A few weeks ago, my sister, Diane, was going through some old black-and-white photos, she was quite the photographer back-in-the-day (yes, I am old enough to say back-in-the-day). Mixed among her past a familiar face peered from the pile. It was a series of photos of Tom Waits she took during a concert at Glassboro State College (now Rowan University) in Glassboro, New Jersey.

Very stark photos, against a black background and black suit, Waits’ hands and head seem to float in the ether. Diane forwarded them to me, and I told her I would post them to a Tom Waits’ Fan Page on FACEBOOK.
When posted, I mentioned that these pictures where taken in Glassboro, New Jersey sometime in nineteen-seventy-six or seven.

Within minutes, amongst the ‘Cool pictures!’ and ‘Thanks for sharing’ came allegations that Tom didn’t have any concerts in Glassboro in nineteen-seventy-six. I called my sister, she told me, written on the back of the photos was ‘glassboro, n.j, oct ‘77’ in artsy lower-case letters.
The folks on the Tom Waits page, a resilient bunch, within a few comments the set list from the show was posted. The allegations of no concert turned to a heartfelt ‘thank you’ to my sister for finding an undocumented concert that would be added to the Tom Waits Library!

A week or so later, my sister cleaned out a dresser for her one son’s move to North Carolina when she happened across more photos. This time, a collection of Beatle publicity shots from the movie ‘Help’. Not originals, but nice prints my father, who worked in the movie industry, gave to my sister. Diane was a big Beatles’ fan when she was younger.

I was about to find out just how big a fan she was.

The last photo in the pile showed the fab four on the beach, but there was a noticeable exception to this picture. A round cut out appeared where Paul’s face should have been. When I pointed this out to my sister, some long dormant memory woke, and her checks flushed red.

Apparently, in her youthful infatuation of Paul McCartney, she cut out his face and placed it in a locket that she wore around her neck. She then told her friends that Paul, her boyfriend, would be coming over the house to visit her.

Somewhere in this world McCartney’s decapitated head is incased in a cheap, silver locket, never to see the light of day.

Maybe Paul really is dead.

Along with the Beatles, my sister found five more Waits photographs from that same concert. Although odd that these original photographs kept appearing, I had no doubt of their authenticity. However, if somehow, she finds a freshly type copy of Howard Hughes’ Autobiography, or Amelia Earhart’s Bahama vacation photographs, circa. 1962, in her basement, I might start to grow suspect.

My sister did know Tom Waits in the late seventies.
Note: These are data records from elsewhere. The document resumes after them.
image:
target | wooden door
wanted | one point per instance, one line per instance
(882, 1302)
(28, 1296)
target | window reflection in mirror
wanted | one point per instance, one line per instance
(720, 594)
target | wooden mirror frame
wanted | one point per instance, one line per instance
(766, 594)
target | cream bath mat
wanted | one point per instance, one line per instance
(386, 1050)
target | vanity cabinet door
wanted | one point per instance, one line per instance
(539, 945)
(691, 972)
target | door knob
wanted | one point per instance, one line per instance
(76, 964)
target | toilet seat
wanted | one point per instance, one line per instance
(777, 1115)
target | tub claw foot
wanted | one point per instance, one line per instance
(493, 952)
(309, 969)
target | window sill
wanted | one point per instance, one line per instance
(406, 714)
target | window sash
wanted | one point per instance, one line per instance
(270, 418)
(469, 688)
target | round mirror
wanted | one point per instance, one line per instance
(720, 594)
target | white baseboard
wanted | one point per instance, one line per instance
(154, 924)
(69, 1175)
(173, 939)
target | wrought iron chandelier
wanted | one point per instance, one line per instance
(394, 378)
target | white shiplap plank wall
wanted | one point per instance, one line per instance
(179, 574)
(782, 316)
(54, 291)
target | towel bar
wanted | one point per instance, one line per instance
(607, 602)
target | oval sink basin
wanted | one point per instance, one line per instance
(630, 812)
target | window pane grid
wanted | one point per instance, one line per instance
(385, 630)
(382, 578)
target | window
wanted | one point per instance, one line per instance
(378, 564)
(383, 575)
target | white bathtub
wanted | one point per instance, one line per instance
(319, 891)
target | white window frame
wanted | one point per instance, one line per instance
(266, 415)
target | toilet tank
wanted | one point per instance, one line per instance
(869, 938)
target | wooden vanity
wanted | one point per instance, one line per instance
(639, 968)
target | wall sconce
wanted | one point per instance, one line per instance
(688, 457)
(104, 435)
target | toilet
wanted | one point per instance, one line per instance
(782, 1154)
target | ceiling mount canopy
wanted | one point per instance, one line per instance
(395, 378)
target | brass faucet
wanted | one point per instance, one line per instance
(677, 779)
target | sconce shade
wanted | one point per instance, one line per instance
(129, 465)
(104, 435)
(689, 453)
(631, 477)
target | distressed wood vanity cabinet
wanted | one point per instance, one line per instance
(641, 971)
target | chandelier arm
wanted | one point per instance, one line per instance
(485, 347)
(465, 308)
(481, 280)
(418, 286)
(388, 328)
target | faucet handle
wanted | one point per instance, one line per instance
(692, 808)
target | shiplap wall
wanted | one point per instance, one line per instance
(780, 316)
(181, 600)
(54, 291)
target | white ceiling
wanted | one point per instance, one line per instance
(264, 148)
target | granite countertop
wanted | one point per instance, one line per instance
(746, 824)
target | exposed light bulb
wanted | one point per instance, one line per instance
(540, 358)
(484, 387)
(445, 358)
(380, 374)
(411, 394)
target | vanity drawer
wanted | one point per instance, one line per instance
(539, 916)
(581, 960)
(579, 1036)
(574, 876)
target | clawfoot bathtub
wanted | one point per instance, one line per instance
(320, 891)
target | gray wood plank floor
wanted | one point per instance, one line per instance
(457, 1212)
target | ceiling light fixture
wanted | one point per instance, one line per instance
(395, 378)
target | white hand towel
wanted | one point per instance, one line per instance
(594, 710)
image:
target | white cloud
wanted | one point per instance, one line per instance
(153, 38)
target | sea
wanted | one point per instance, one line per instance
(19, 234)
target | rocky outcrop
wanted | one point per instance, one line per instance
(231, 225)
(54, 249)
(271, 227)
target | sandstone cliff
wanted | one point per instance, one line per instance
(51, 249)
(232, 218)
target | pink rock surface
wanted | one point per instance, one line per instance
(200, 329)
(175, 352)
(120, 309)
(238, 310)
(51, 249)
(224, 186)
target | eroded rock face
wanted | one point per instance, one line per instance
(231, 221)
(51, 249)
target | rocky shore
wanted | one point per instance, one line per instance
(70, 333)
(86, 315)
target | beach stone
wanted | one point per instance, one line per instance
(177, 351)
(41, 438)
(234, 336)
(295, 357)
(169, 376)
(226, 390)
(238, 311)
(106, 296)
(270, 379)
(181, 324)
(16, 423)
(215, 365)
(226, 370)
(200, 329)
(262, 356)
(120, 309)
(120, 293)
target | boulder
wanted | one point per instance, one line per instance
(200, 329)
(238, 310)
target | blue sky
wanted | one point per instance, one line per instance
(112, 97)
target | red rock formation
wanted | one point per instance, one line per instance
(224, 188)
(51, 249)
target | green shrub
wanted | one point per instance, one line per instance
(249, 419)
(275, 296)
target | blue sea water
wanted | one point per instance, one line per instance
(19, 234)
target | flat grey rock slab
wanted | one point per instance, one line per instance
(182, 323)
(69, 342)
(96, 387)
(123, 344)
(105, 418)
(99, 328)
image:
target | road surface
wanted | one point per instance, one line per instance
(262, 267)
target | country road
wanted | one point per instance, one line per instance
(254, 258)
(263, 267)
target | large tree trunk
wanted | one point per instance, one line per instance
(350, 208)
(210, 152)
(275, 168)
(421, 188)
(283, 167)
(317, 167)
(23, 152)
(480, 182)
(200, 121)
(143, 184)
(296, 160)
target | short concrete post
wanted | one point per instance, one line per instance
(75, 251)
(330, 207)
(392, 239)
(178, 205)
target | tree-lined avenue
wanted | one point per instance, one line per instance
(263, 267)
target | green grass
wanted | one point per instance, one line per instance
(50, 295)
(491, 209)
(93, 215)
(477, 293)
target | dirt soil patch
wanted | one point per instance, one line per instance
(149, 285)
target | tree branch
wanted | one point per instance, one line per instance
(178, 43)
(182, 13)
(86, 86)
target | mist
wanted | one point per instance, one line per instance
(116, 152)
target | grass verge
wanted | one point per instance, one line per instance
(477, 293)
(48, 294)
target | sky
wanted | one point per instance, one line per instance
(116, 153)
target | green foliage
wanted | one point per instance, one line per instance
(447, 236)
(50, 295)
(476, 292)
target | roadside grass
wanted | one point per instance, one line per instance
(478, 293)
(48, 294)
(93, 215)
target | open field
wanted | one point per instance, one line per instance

She met him first in California, then when he played some concerts in New York. They would get together occasionally, and for a time we thought the song ‘Jersey Girl’ was about her. Of course, it’s not. Then she thought maybe ‘Downtown Train’, because, after all, she was one of those Brooklyn girls. Which is fine, we can live with that.

However, if she ever starts to think that ‘A Christmas Card from a Hooker in Minneapolis’ is about her, we’re having a family intervention.